The Bahamas Is Warning Its Citizens About the Dangers of the United States

The truth is Bahamians are safer abroad than at home.

Protesters face off with Baton Rouge police in riot gear across the street from the police department on July 8, 2016 in Baton Rouge, Louisiana.

Mark Wallheiser/Getty Images

On Friday, the Bahamas’ Ministry of Foreign Affairs and Immigration warned the nation’s citizens, in “particular young males … to exercise extreme caution in affected cities in their interactions with the police.” This travel advisory, which was written up on Slate and elsewhere, was mostly taken as another head-in-hands sign of how dangerous the U.S. has become for black people. Of course, the killings of Alton Sterling and Philando Castile are just the latest horrific incidents in what has become a blight on America. But the Bahamian government’s warning should not be interpreted as another data point in America’s shame so much as a statistical misinterpretation of actual danger. In fact, on average, a Bahamian who leaves his country to travel to the United States would decrease his chances of being murdered.

According to State Department statistics, the Bahamas, a country with a population of slightly less than 400,000, saw 149 murders last year. This murder rate of roughly 38 per 100,000 residents is comparable to the deadliest three or four American cities. It is approximately 10 times the murder rate of New York City and of the United States as a whole. It is also four times the homicide rate of Ferguson, Missouri, which Donald Trump recently (and extremely incorrectly) identified as “among the most dangerous [places] in the world.”
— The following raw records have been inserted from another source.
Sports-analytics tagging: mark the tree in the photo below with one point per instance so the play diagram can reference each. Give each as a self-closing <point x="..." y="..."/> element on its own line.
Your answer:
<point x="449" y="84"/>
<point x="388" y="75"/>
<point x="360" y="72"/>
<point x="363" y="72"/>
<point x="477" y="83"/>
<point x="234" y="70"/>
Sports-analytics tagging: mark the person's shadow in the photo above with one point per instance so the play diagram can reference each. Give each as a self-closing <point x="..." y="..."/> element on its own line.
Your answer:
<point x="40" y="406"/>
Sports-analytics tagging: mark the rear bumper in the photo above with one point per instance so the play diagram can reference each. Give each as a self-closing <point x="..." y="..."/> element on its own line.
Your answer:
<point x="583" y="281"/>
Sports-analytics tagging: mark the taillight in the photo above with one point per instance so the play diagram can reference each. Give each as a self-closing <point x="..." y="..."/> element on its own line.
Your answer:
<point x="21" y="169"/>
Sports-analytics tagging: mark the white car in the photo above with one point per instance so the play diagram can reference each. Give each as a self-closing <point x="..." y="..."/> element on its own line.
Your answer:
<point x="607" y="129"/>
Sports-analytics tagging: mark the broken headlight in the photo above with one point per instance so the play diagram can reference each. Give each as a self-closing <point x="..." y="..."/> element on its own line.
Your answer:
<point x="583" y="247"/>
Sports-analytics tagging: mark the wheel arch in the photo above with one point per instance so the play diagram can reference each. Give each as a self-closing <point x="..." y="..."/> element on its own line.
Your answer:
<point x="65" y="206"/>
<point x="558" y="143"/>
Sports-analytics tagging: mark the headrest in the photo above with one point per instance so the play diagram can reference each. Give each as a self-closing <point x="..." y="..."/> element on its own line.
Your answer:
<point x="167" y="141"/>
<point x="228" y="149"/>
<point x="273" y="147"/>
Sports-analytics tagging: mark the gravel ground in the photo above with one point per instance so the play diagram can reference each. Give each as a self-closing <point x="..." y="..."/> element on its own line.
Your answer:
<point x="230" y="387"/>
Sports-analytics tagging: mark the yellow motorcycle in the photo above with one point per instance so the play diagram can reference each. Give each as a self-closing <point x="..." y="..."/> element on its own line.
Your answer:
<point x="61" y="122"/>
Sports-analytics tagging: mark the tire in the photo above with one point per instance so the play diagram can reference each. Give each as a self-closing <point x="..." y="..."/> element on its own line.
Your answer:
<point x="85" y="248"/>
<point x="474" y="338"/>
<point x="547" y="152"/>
For what it’s worth, the travel advisory goes both ways. The U.S. State Department rates the “criminal threat level” for the Bahamas’ New Providence Island as “critical,” noting that “[a]rmed robbery and sexual assault are major criminal threats facing U.S. citizens in New Providence.” If you want to compare the Bahamas’ overall murder rate with the chances a black man has of being killed by a police officer in the United States, the Caribbean nation looks even more dangerous.

The two best databases of police killings are, shamefully, not kept by the U.S. government, but thankfully the Guardian and Washington Post have done great work in this field. Their numbers differ slightly, but the Guardian recorded 294 black men killed by police in 2015, the Post 248. The Census Bureau estimates there were 22.2 million black men in the U.S. in 2015, meaning the chances of any Bahamian being murdered in the Bahamas is roughly 30 times the chance of a black man being killed by a policeman in the U.S.

There are a number of caveats to make here. The Bahamas’ travel advisory doesn’t say explicitly that the nation’s citizens should fear getting killed in the United States; if it’s meant to warn Bahamians about the risk of getting hassled by American cops, then that’s more reasonable. Next, I was unable to find statistics on police killings in the Bahamas, which would allow for an apples-to-apples comparison. On the other hand, it’s worth noting that many police killings are indeed justified, and not just by the very loose definitions local prosecutors sometimes employ. A nod should also be given to the fact that the Bahamas warning is, to some degree, simply common sense. Who would argue against advising young men “to exercise extreme caution in affected cities in their interactions with the police”?

But just as warnings of “stranger danger” or advice to look out for domestic terrorists have some degree of common sense, they also greatly exaggerate threats and to some degree distract us from more acute problems. Therefore, if we want to be accurate, statistical, and factual, it should be noted that Bahamians are not imperiling their safety by traveling to the U.S. They’re probably enhancing it, however minutely.